As spring firmly establishes itself across the U.S. with warmer weather and increased daylight, healthcare workers have finally seen the number of seasonal influenza cases subside. This winter’s 2017-2018 flu season was one of the worst in recent memory, with the Center for Disease Control (CDC) reporting over 30,000 confirmed cases of the flu resulting in hospitalization this year. Ironically, this year marked the 100th anniversary of the Spanish Flu Pandemic of 1918, which infected an estimated 500 million people worldwide and killed anywhere from 20 to 50 million people, nearly a third of the world’s population at the time. Each year sees a new flu vaccine targeted at the viral strains predicted to be most prevalent in that season, but because the disease is a virus, it can undergo rapid mutations and render vaccines ineffective against many of the circulating strains. The U.S. Agency for International Development, along with the CDC, closely monitors the flu, along with a number of other viruses that have been identified as possible pandemic threats. With the knowledge that an influenza pandemic could be right around the corner at any time, pharmaceutical companies, research institutions, and government health entities are aiming to develop a universally-effective flu vaccine that will protect against existing strains of the influenza virus as well as any new strains that could develop.
Flu Vaccine Variants
Flu vaccines in the United States come in three variants. The egg-based vaccine has been around the longest, going back over 70 years. This technology involves injecting a live flu virus strain into a chicken’s egg and allowing the virus to replicate for a number of days, after which time the virus-containing fluid is extracted from the egg. The virus can either be killed for injectable flu shots or weakened and taken as a nasal spray. Cell-based flu vaccines, a second variety, use mammalian cells instead of chicken eggs to replicate the virus and extract and purify the viral antigen. Finally, the newest technology approved by the FDA in 2013 is the recombinant flu vaccine. Viral protein is isolated from a naturally-occurring flu virus and then combined with portions of another virus grown in insect cells. The recombinant virus is replicated in insect cells, then the protein is harvested and purified. The recombinant method takes the shortest amount of time to produce a flu vaccine and is the technology upon which a number of universal flu vaccine patents are based. At present, 69 patents for a universal flu vaccine exist worldwide, a recent example of which being US9688965B2, entitled “Recombinant neuraminidase and uses thereof”.

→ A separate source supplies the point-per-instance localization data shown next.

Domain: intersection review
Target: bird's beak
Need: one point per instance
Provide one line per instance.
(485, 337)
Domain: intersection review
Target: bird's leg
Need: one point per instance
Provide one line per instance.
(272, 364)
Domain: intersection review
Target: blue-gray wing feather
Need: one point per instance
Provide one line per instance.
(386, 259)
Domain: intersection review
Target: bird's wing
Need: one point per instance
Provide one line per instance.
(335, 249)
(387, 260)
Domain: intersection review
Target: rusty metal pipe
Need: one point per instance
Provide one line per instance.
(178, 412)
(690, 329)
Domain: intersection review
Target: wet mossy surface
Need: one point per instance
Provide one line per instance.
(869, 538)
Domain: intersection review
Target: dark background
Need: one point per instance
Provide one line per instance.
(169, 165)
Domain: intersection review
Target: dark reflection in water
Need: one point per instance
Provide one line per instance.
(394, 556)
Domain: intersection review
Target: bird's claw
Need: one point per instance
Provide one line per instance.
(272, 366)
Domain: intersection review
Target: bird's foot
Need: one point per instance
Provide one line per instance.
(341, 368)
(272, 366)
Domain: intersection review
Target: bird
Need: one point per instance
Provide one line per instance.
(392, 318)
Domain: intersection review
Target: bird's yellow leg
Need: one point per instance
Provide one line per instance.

Top Flu Vaccine Patent Owners
In the United States, commercially-available flu vaccines are produced by pharmaceutical companies in the private sector, often receiving sponsorship and/or funding from governmental organizations such as the National Institutes of Health (NIH). On May 8th of this year, a division of the NIH, the National Institute of Allergy and Infectious Diseases, announced its sponsorship of a global flu vaccine currently being produced by the Israeli-based company BiondVax Pharmaceuticals. This is not the first universal flu vaccine to be developed, however. Ten years ago, VGX International Inc. entered into a collaborative license agreement with Inovio Biomedical Corporation for the joint development of a universal flu vaccine to be available throughout Asia.
VGX International Inc. Collaborative License Agreement
Patent applications in the field began in 2007, with the first grant coming in 2011. Currently, the five top owners for patents in the field include:
- Panacea Biotech Ltd (14)
- The Secretary of State for Health (9)
- The Wistor Institute for Anatomy and Biology (8)
- Georgia State University Research Foundation Inc. (4)
- Mogam Biotechnology Research Institute (4)
Universal Vaccine: Closer Than You Think
While the CDC recommends everyone over 6 months of age receive an annual flu vaccine, only about 1/3rd of Americans received it this year. Worldwide, a general apathy exists towards consistently getting vaccinated against the flu. A survey in Australia conducted this year found that about 50% of Australians did not plan on getting vaccinated this year, the most common reasons being disbelief in its effectiveness and “not getting around to it.” Regardless of these statistics, pharmaceutical companies are still investing heavily in the development of a universal flu vaccine that will provide protection against existing and future strains. If this vaccine has a higher efficacy rate (on average, seasonal flu vaccines are anywhere from 10-60% effective against contracting the illness), consumers may be more motivated to get one yearly. With governmental organizations and private-sector pharmaceutical companies working together, a universal flu vaccine is poised to come to market sooner rather than later.